The dossier at his feet included information about both these two kids. The driver was a big muscle guy, wore a leather cap and black sunglasses. The other one was skinny and missing three fingers on his right hand. Jesus, who were they hiring nowadays? Cruz was wary of the whole thing. He had worked on his own for years, and now they gave him this babysitting job, with these kids to drive him. He didn’t like it.

The one in the passenger seat was Ray “Fingers” Pachonka. He had lost those fingers playing with explosives. Lucky to be alive after a fuck-up like that.

The driver was Roland Moss. Late twentysomething. Former bouncer, former legbreaker. Barely two years in the murder business, and he had been in on a dozen hits.

Roland is strong as an ox. He likes to hurt people. Likes to make them talk.
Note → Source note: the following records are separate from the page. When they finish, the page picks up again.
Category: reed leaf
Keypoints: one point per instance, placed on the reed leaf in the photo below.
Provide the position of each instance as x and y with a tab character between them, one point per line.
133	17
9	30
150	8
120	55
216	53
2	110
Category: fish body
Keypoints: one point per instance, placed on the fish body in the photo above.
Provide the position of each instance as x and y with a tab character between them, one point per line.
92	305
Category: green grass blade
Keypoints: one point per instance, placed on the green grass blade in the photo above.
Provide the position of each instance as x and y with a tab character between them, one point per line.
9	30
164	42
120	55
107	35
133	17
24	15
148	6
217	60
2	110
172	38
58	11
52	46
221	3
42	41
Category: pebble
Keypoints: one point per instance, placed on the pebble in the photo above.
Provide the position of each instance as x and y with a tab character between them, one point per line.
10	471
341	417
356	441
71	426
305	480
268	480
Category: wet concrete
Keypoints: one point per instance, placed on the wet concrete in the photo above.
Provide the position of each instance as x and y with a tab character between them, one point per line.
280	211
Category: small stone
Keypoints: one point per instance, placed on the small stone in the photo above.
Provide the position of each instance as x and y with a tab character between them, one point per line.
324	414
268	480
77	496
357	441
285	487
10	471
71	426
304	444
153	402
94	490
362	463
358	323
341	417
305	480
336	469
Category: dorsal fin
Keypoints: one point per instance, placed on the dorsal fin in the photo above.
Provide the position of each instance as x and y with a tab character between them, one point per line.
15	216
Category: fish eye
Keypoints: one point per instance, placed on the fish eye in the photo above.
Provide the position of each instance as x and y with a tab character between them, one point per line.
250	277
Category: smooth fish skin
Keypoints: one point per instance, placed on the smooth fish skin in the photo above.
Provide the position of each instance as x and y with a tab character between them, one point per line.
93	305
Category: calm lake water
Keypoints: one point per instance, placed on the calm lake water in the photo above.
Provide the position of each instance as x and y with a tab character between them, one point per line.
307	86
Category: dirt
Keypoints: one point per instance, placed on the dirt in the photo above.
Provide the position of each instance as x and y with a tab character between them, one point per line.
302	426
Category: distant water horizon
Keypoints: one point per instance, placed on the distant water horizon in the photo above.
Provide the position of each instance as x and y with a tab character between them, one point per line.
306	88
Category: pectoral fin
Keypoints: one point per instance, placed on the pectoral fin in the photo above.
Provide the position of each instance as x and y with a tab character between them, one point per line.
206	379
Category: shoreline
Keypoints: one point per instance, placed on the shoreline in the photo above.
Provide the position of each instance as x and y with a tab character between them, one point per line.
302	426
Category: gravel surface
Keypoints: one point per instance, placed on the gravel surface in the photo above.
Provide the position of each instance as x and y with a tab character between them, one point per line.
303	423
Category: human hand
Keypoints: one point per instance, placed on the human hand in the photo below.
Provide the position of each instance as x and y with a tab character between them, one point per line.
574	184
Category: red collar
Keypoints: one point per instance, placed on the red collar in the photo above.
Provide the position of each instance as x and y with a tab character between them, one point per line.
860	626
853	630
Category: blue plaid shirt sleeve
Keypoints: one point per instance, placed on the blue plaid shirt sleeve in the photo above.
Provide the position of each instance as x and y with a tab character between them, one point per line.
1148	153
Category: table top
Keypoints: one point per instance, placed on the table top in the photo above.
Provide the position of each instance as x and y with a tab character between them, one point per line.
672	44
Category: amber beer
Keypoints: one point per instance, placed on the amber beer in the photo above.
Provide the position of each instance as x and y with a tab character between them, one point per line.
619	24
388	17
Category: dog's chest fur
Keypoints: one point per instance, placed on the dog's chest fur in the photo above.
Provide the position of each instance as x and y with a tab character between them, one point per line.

That’s what the dossier said.

Cruz watched them carefully, mostly because he didn’t trust them. Cruz had learned early on that it was best not to trust anybody, especially young men who believed themselves to be on the rise. He had learned this from himself.

He listened in to their conversation for a moment.

“So they sent us to do this jigaboo one time,” the skinny one, Fingers, said. He spoke rapid fire, like a machine gun, or the heartbeat of a rabbit. Bippity, bippity, bippity. “The guy had ripped somebody off. I don’t remember the details. Different job, same bullshit. Right?”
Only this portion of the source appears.